Après avoir vu son dernier film Fatima, l'envie de plonger dans les précédentes réalisations de Philippe Faucon se fait ressentir. Avec son sujet d'actualité, La Désintégration attire mon attention. On retrouve le même style froid et épuré, oscillant entre le cinéma et documentaire. Mais le film se révèle trop simple, surtout si on s'intéresse un minimum à ce sujet.


Dans une cité Lilloise, Djamel (Yassine Azouz) recrute des jeunes en perte de repères, pour en faire des terroristes. Ali (Rashid Debbouze) est l'un d'eux, il galère pour trouver un stage et commence à baisser les bras, face à un pays qui ne semble pas vouloir de lui.

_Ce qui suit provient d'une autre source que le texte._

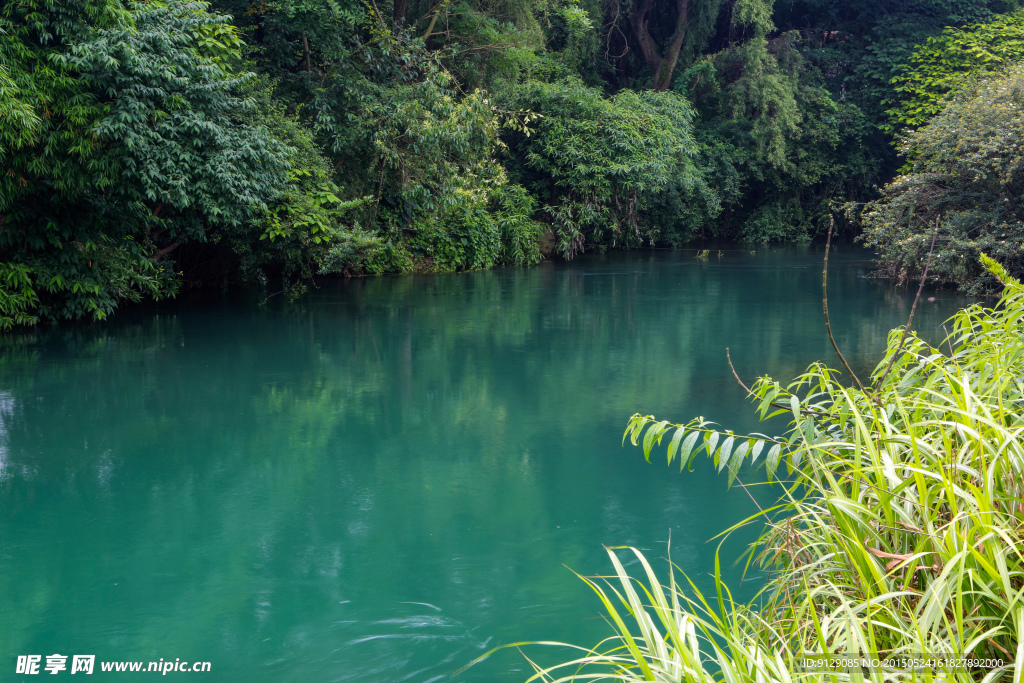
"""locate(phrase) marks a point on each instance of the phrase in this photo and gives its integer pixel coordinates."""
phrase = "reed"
(898, 531)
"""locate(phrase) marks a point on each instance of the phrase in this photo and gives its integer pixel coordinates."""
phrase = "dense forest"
(145, 146)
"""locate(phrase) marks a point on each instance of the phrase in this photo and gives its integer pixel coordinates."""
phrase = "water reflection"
(382, 480)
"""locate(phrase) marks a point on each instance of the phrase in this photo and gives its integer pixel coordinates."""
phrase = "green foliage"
(600, 162)
(897, 531)
(967, 175)
(135, 135)
(519, 233)
(944, 62)
(778, 145)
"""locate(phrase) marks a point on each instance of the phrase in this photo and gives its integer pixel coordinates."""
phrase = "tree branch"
(824, 300)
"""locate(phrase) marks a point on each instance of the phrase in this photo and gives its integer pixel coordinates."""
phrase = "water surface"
(384, 479)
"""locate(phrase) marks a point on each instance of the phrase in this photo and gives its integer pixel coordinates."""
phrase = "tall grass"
(898, 532)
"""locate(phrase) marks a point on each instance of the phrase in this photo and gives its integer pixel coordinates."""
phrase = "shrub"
(967, 172)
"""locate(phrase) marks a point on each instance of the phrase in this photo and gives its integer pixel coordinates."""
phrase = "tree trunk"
(662, 67)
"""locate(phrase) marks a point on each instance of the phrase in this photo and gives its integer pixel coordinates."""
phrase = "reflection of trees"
(231, 475)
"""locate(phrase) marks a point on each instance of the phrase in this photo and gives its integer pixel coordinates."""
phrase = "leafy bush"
(898, 531)
(600, 162)
(967, 173)
(945, 62)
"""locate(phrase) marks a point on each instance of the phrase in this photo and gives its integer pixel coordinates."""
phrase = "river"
(389, 476)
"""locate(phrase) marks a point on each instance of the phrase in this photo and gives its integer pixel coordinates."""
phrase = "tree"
(946, 61)
(966, 179)
(133, 134)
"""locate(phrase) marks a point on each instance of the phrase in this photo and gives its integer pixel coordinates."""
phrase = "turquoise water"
(388, 477)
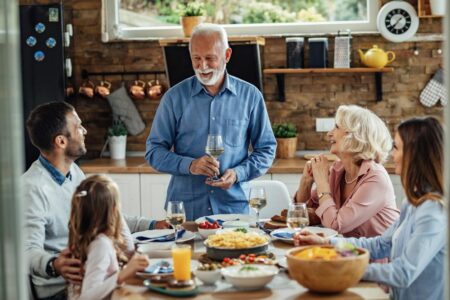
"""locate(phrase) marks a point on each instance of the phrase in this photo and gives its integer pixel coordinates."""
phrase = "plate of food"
(164, 236)
(233, 243)
(276, 222)
(285, 234)
(171, 287)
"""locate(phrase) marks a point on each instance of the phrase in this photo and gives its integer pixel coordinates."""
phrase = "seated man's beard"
(216, 74)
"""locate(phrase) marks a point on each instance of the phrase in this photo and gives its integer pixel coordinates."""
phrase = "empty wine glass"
(297, 217)
(175, 215)
(257, 200)
(214, 148)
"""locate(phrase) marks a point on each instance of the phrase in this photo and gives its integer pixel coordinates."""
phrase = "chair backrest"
(278, 197)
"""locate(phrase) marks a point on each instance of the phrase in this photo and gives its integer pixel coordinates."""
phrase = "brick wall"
(307, 96)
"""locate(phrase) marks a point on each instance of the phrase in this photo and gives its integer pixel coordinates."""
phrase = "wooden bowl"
(327, 276)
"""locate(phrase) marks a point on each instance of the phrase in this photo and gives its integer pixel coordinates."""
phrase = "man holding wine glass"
(211, 179)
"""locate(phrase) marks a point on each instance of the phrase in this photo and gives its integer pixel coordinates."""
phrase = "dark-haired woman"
(416, 242)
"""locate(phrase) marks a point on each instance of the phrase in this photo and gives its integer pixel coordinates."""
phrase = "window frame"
(112, 31)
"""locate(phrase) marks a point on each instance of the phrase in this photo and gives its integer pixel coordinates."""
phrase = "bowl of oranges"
(327, 268)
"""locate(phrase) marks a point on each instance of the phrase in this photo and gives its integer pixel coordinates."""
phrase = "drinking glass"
(214, 148)
(181, 259)
(257, 200)
(175, 215)
(297, 217)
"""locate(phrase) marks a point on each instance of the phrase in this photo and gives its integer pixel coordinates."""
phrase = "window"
(147, 19)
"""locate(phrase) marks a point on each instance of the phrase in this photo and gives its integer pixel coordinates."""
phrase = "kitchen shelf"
(280, 72)
(424, 9)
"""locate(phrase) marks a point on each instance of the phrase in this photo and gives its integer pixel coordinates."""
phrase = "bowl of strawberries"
(208, 228)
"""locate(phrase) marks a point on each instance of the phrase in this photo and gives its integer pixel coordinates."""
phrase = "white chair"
(278, 198)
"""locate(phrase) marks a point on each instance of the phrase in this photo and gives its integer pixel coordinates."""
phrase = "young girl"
(415, 243)
(100, 238)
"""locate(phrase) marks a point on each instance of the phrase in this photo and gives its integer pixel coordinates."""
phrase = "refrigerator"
(42, 59)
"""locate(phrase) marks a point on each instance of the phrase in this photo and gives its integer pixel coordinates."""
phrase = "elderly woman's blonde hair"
(368, 137)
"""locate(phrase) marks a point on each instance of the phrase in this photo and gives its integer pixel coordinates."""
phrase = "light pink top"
(101, 268)
(370, 208)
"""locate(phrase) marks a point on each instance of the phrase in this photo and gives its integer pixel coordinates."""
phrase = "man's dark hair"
(46, 122)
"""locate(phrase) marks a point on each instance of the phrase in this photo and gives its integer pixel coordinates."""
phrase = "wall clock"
(397, 21)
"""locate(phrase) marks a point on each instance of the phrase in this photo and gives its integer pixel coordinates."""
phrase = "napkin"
(283, 235)
(164, 238)
(219, 221)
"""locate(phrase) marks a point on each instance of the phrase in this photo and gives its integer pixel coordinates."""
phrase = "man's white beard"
(216, 75)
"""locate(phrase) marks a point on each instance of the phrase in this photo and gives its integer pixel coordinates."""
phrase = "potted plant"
(191, 15)
(286, 135)
(117, 139)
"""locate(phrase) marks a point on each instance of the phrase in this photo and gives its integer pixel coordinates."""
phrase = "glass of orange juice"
(181, 255)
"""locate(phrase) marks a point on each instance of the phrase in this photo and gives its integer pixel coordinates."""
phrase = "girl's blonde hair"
(95, 209)
(368, 137)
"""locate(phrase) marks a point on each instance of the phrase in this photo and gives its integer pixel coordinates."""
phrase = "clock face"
(397, 21)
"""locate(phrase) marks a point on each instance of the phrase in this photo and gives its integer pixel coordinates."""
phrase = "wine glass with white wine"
(214, 148)
(297, 217)
(175, 215)
(257, 200)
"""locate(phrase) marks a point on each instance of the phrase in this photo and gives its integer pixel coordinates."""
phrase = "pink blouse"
(368, 211)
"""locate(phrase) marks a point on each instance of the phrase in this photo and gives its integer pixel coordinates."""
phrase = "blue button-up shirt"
(415, 244)
(185, 117)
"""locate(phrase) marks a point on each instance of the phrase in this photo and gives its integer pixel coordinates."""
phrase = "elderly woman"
(355, 197)
(416, 242)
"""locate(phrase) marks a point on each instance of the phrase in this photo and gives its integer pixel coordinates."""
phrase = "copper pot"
(154, 89)
(104, 89)
(87, 89)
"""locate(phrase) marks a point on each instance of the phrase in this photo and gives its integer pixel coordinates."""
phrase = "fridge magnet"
(40, 28)
(53, 14)
(51, 42)
(31, 41)
(39, 56)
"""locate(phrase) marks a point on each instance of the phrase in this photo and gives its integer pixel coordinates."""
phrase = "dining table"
(282, 287)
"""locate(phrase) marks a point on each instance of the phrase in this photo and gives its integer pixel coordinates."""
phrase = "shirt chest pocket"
(235, 132)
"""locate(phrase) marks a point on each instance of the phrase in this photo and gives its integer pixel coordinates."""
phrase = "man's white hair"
(208, 29)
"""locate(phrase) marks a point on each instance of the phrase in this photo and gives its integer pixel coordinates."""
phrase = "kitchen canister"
(295, 52)
(342, 50)
(438, 7)
(318, 51)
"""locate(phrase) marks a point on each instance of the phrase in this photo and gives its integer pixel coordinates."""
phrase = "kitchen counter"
(139, 165)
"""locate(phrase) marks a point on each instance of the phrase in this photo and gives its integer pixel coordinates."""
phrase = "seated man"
(56, 130)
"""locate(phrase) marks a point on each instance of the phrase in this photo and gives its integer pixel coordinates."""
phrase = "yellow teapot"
(376, 57)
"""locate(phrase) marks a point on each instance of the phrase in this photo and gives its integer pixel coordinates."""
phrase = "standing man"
(211, 102)
(56, 130)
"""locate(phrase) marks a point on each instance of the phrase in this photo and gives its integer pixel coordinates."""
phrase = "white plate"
(327, 232)
(152, 261)
(187, 236)
(226, 217)
(256, 230)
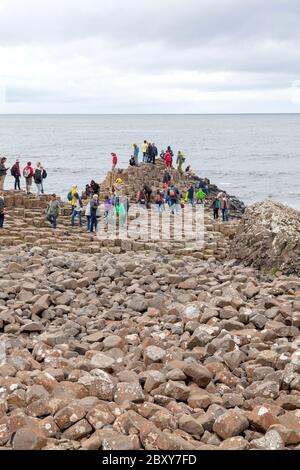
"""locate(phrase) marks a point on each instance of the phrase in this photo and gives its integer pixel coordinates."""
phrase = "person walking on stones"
(225, 206)
(166, 179)
(28, 174)
(168, 160)
(53, 211)
(114, 161)
(94, 204)
(173, 199)
(180, 160)
(88, 216)
(38, 179)
(148, 194)
(145, 150)
(2, 209)
(3, 172)
(190, 195)
(16, 173)
(44, 175)
(77, 210)
(216, 206)
(136, 152)
(154, 153)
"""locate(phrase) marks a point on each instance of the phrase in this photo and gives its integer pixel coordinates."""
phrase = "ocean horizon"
(252, 156)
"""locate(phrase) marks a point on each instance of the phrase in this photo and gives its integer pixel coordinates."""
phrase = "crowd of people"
(29, 173)
(115, 205)
(150, 154)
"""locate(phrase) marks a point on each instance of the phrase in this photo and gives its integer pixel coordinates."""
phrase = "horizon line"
(152, 114)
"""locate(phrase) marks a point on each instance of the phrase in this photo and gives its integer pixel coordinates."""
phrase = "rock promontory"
(268, 237)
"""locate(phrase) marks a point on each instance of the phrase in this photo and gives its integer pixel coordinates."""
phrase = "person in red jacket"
(115, 160)
(28, 175)
(168, 160)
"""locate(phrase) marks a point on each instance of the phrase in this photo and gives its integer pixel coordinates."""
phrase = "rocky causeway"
(127, 345)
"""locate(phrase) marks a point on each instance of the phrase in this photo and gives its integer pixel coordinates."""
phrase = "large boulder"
(268, 237)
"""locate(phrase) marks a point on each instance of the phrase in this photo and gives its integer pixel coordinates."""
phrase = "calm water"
(250, 156)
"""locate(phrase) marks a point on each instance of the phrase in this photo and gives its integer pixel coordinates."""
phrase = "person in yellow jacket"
(73, 192)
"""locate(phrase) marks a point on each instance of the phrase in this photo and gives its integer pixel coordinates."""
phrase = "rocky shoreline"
(127, 346)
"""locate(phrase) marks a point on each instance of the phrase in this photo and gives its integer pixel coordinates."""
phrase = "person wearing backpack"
(190, 196)
(2, 209)
(3, 172)
(180, 160)
(53, 211)
(216, 206)
(94, 204)
(77, 210)
(28, 174)
(16, 173)
(71, 196)
(224, 205)
(38, 179)
(114, 161)
(44, 176)
(173, 199)
(160, 201)
(88, 216)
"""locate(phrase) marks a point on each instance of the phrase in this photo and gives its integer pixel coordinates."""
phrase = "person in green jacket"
(180, 160)
(53, 211)
(200, 196)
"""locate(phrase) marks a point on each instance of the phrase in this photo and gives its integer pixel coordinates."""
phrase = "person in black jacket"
(2, 209)
(38, 179)
(16, 173)
(3, 172)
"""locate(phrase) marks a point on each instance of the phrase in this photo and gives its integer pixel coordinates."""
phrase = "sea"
(252, 157)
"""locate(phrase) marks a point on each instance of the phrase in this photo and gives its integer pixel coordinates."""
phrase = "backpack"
(26, 172)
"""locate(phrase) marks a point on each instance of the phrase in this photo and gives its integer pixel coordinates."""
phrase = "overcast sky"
(149, 56)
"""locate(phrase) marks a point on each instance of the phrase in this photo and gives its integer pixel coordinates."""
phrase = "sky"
(149, 56)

L'absence de complexité pénalise le film. En voulant faire au plus simple, Philippe Faucon oublie de dresser le portrait de ses personnages. Il prend Ali (Rashid Debbouze) et l'emmène d'un point A à un point B, sans remettre une seule fois en question son choix. Ali ne se remet jamais en cause, il est comme son réalisateur et surtout son scénariste. C'est là que le bât blesse violemment et explique en parti la rigidité de l'ensemble. Philippe Faucon s'est associé avec Mohamed Sifaoui, un journaliste mythomane et islamophobe. Le long-métrage ne pouvait pas avoir de profondeur avec sa présence, même si c'est écrit à quatre mains, on peut lui incomber en partie son manque de constance.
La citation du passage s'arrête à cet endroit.